4 Novembre 2013 0 Di luna_rossa

 

di Giovanna Cosenza – Da sempre, per suscitare il riso, la satira spoglia il politico dalla dignità che gli proviene dal potere e dal ruolo sociale, per ridurlo alle sue miserie umane, che includono forme di irrazionalità e stupidità, difetti fisici, bassi istinti. Al centro di questa riduzione sta spesso il corpo: niente di più facile, per rimpicciolire e degradare un politico, che focalizzare l’attenzione solo sul suo corpo, mettendone alla berlina i difetti: naso grosso, bassa statura, grassezza, e così via. Perciò, se nella prima Repubblica la satira se la prendeva con la gobba di Andreotti e il pancione di Spadolini, oggi ce l’ha con la bassa statura di Brunetta e i capelli tinti di Berlusconi. Va detto che concentrarsi sul corpo è il modo più facile – addirittura banale – di fare satira (ce la fa persino il Bagaglino): davanti alla caricatura di un pancione, qualunque pancia sembra più piccola, e perciò tutti sono autorizzati a sentirsi più belli, più magri, migliori. Nasce così la sensazione di sollievo e consolazione che induce molti a sorridere. (Assai più difficile, invece, è degradare il politico concentrandosi sui contenuti e sugli argomenti che propone, inchiodandolo alle fallacie, vacuità e contraddizioni di ciò che dice. Ma questa è un’altra storia).

Un modo oggi particolarmente facile per degradare l’uomo di potere è concentrarsi sulla vecchiaia del suo corpo. Facile perché oggi in Italia gli uomini e le donne di potere hanno tendenzialmente un’età avanzata: sessanta, settanta, ottant’anni e oltre.
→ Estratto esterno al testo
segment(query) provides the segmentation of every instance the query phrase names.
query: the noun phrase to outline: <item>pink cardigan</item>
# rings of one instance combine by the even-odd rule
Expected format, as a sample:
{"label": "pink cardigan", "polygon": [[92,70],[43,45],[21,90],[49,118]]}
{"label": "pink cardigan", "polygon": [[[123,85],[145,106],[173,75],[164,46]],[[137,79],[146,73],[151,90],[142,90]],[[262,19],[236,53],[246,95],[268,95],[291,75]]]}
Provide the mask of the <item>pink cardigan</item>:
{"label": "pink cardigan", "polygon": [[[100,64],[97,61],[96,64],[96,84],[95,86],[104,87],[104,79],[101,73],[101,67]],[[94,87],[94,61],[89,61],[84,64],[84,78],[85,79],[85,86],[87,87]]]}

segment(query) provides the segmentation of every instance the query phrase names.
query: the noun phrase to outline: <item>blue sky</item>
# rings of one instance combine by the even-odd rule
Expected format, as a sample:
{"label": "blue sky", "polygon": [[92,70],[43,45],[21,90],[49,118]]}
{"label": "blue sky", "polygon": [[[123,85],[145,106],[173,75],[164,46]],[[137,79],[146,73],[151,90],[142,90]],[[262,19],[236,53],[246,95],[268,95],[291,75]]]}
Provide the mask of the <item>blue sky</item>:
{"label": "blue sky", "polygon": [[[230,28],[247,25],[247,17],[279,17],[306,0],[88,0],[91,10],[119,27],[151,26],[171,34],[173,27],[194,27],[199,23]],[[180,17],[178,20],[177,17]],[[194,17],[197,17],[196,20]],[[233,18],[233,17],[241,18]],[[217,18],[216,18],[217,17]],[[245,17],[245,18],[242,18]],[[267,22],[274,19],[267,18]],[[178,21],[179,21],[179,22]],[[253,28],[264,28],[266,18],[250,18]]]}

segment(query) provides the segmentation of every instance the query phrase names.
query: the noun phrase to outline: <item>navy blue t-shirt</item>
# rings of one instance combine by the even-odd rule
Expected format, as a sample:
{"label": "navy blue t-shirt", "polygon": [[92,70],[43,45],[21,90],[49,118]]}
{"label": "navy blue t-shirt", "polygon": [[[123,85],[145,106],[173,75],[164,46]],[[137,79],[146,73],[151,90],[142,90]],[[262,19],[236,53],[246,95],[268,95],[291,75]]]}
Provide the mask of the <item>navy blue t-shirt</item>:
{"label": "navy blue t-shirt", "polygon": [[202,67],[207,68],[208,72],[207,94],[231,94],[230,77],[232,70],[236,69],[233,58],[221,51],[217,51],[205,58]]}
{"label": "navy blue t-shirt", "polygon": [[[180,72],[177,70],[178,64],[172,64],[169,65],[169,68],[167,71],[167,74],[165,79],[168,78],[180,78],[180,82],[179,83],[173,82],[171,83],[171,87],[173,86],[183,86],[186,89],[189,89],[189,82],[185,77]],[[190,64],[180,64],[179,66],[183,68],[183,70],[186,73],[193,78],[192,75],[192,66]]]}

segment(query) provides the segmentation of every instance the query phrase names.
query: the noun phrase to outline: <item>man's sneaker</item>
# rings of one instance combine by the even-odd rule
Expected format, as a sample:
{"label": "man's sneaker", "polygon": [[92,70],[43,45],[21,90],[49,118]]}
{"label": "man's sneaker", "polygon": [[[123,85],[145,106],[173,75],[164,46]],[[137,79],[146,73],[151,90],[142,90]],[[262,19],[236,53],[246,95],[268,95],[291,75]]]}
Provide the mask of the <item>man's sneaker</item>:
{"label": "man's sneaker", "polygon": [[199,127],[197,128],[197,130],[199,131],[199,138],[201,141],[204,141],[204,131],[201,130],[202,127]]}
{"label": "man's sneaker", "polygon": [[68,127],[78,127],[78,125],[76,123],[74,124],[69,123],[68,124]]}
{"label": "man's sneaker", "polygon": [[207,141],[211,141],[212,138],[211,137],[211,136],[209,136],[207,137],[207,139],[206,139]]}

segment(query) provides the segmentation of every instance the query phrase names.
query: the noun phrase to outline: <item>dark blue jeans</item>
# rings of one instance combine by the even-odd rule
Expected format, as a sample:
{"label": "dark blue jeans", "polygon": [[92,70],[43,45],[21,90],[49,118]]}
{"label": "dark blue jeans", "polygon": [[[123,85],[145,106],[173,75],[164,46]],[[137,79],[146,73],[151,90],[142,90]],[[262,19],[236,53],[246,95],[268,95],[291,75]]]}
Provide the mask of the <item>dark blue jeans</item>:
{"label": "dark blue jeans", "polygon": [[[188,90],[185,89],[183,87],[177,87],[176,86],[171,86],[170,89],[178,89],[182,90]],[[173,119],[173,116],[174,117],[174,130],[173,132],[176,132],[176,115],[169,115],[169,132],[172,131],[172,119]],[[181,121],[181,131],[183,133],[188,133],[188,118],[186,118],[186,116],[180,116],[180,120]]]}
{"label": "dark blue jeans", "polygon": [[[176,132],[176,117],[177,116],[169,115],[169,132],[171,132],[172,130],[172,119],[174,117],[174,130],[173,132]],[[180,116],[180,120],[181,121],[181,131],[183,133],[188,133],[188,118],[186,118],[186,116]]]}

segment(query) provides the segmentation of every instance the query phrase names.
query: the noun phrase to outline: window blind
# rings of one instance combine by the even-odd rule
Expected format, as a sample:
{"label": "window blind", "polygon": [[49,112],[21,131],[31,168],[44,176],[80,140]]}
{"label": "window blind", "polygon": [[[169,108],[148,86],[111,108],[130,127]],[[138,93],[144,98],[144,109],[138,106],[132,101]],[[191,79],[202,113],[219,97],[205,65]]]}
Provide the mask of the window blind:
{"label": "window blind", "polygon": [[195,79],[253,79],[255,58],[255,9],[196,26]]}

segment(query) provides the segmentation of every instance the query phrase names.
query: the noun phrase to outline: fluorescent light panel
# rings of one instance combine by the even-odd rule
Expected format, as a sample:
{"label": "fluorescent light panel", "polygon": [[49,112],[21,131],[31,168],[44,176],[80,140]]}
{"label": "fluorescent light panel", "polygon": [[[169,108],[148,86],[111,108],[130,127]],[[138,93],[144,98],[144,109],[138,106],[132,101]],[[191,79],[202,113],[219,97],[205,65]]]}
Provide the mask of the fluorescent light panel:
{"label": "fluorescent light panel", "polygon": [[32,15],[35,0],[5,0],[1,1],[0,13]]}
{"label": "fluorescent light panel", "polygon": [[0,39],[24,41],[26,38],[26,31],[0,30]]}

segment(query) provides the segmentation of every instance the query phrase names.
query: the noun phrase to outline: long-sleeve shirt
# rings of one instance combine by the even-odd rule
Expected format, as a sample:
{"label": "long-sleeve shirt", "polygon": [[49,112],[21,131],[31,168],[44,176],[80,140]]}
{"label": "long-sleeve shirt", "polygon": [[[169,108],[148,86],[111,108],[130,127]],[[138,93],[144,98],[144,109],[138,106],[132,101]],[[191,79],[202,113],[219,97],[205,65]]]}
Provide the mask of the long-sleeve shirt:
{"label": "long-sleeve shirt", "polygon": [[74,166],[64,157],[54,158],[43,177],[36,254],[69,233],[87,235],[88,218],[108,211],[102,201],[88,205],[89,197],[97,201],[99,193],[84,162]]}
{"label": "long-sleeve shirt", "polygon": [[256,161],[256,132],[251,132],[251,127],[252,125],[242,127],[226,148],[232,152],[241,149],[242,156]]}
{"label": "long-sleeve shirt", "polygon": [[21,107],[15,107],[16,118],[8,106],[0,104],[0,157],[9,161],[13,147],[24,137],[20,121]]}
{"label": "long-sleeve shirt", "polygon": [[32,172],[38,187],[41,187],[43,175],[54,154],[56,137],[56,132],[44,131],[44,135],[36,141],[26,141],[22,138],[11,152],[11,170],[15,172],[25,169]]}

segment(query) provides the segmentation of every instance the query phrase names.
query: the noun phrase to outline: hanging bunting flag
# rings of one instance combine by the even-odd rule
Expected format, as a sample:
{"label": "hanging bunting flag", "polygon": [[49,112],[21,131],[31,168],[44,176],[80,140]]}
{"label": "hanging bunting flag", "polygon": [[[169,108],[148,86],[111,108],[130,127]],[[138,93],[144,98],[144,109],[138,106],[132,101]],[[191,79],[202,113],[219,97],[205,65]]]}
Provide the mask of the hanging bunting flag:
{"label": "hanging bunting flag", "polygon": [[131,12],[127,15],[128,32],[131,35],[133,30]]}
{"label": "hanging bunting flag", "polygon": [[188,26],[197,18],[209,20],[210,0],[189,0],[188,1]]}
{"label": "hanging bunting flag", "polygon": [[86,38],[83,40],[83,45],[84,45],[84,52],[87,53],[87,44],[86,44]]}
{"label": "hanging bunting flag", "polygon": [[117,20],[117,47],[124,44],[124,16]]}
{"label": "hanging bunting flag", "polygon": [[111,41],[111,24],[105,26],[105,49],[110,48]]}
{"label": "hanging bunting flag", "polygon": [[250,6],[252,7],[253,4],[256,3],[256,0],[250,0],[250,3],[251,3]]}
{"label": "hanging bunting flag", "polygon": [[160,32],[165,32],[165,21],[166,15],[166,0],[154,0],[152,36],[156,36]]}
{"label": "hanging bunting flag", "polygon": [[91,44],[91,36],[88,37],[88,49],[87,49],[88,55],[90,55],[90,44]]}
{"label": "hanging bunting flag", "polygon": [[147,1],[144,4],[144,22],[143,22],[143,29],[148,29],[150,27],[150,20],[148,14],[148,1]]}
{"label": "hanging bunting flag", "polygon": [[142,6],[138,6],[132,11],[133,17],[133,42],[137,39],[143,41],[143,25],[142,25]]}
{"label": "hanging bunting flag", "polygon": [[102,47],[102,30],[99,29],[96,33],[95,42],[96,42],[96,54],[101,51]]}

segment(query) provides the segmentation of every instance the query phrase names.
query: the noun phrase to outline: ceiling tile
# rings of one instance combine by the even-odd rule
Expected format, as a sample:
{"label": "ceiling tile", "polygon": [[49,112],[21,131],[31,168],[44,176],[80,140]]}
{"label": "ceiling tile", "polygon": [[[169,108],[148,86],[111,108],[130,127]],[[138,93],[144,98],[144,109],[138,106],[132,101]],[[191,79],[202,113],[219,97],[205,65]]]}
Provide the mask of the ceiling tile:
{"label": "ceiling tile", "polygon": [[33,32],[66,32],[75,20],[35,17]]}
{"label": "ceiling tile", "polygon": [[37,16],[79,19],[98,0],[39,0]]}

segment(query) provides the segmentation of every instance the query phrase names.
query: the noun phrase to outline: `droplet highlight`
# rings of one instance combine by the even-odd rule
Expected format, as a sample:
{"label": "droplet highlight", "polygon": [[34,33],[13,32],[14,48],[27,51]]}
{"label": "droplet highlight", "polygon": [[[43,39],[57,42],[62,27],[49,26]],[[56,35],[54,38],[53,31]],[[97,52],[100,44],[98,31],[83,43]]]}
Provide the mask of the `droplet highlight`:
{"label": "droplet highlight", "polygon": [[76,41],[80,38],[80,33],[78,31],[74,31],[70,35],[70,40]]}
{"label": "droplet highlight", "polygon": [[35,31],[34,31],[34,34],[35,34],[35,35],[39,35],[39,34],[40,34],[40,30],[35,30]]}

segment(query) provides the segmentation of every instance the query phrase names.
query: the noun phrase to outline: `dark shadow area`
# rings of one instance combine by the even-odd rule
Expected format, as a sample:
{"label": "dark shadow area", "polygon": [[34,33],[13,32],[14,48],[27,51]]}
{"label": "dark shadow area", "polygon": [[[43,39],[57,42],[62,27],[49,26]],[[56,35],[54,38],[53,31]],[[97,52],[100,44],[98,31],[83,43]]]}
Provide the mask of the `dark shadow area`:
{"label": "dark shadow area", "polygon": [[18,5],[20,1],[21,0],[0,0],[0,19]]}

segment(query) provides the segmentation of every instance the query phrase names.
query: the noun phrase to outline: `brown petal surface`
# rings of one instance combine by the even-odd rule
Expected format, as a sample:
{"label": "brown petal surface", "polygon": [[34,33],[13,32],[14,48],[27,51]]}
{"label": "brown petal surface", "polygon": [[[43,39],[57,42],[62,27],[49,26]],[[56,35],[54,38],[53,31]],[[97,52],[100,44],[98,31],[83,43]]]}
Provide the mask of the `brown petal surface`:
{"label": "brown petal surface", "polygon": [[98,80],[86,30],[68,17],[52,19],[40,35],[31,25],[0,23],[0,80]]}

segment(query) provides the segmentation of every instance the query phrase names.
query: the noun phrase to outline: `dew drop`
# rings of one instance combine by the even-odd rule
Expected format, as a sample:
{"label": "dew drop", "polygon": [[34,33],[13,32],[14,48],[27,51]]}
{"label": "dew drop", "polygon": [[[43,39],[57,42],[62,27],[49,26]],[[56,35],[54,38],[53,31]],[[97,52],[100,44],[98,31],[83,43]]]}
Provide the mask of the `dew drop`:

Facile perché sono ormai tanti anni (almeno dal 2005) che Beppe Grillo chiama «zombies», «salme», «morti viventi» i politici e gli uomini di potere con cui se la prende, per evidenziare che dicono e fanno cose antiquate, superate. E a furia di sentirlo ripetere, ci siamo abituati. Facile perché al tormentone di Grillo si è aggiunto Renzi con la rottamazione, altro tormentone cui ci siamo abituati. Perciò se anni fa era una salma Romano Prodi, oggi lo è Giorgio Napolitano ad esempio. Ma anche Eugenio Scalfari, come nel post che ieri Grillo ha scritto contro di lui, sottolineando che «con quell’età e quella barba può scrivere quello che vuole».
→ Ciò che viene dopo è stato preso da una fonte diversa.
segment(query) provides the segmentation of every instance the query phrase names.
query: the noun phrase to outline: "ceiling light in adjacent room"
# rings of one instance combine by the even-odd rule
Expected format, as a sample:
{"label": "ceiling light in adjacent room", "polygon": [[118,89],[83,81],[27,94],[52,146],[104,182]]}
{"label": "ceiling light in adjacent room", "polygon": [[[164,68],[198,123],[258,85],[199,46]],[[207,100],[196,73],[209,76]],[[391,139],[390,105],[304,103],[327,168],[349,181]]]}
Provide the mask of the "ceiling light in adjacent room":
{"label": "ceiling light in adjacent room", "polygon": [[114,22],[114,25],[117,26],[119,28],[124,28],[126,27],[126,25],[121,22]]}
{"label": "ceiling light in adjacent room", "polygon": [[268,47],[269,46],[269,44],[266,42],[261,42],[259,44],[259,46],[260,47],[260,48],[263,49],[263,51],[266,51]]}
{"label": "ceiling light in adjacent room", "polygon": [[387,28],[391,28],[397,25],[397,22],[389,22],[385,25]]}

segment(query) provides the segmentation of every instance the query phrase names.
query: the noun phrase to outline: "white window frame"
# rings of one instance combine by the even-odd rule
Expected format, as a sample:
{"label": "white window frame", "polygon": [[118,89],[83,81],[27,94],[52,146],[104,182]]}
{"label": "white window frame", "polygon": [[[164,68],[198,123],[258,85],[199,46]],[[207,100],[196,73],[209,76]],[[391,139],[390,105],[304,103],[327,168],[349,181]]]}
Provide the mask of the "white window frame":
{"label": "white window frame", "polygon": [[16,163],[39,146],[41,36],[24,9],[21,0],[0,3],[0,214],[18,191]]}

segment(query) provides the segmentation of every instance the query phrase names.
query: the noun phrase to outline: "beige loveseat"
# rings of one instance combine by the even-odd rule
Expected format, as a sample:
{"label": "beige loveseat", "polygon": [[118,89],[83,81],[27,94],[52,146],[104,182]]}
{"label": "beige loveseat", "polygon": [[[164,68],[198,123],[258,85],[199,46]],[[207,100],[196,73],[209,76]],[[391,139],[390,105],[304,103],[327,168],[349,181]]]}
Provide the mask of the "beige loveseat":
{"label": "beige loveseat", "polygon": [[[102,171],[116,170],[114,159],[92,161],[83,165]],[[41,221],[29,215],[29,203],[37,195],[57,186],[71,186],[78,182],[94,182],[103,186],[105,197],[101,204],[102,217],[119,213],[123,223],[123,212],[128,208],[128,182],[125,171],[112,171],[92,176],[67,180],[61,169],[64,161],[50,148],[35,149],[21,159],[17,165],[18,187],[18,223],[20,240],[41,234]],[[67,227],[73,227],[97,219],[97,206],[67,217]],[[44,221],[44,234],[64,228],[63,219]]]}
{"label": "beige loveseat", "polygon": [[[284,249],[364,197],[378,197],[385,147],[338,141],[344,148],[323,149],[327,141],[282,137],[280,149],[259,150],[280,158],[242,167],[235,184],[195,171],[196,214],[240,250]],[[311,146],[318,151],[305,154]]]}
Non sto affatto prendendo posizione a favore di Scalfari, intendiamoci. Sto dicendo che non si smonta la posizione di Scalfari dicendo banalmente: «Scalfari è vecchio». Perché un conto è dire cose come questa solo per fare satira. Satira. Un altro è ridurre la propria argomentazione politica a questo. E nient’altro che questo. Un conto era la posizione di Grillo quando faceva solo spettacoli nei palazzetti dello sport e comizi nelle piazze. Solo. Un altro è oggi che in Parlamento ci sono 108 deputati e 54 senatori del Movimento 5 Stelle, che a lui fanno riferimento. D’altra parte, la satira basata sul corpo è talmente banale, che altrettanto banalmente la si può smontare: l’età avanza per tutti, anche per Grillo, che ha già 65 anni. E per giunta ha una bella barba grigia che tende al bianco e sempre più vi tenderà, guarda un po’, proprio come quella di Scalfari. Basta solo che arrivi un altro comico che lo faccia notare. O che fra i giovani del Movimento 5 Stelle si spezzi l’incanto e la vedano quella barba bianca, la vedano. Chi di vecchiaia ferisce, di vecchiaia perisce.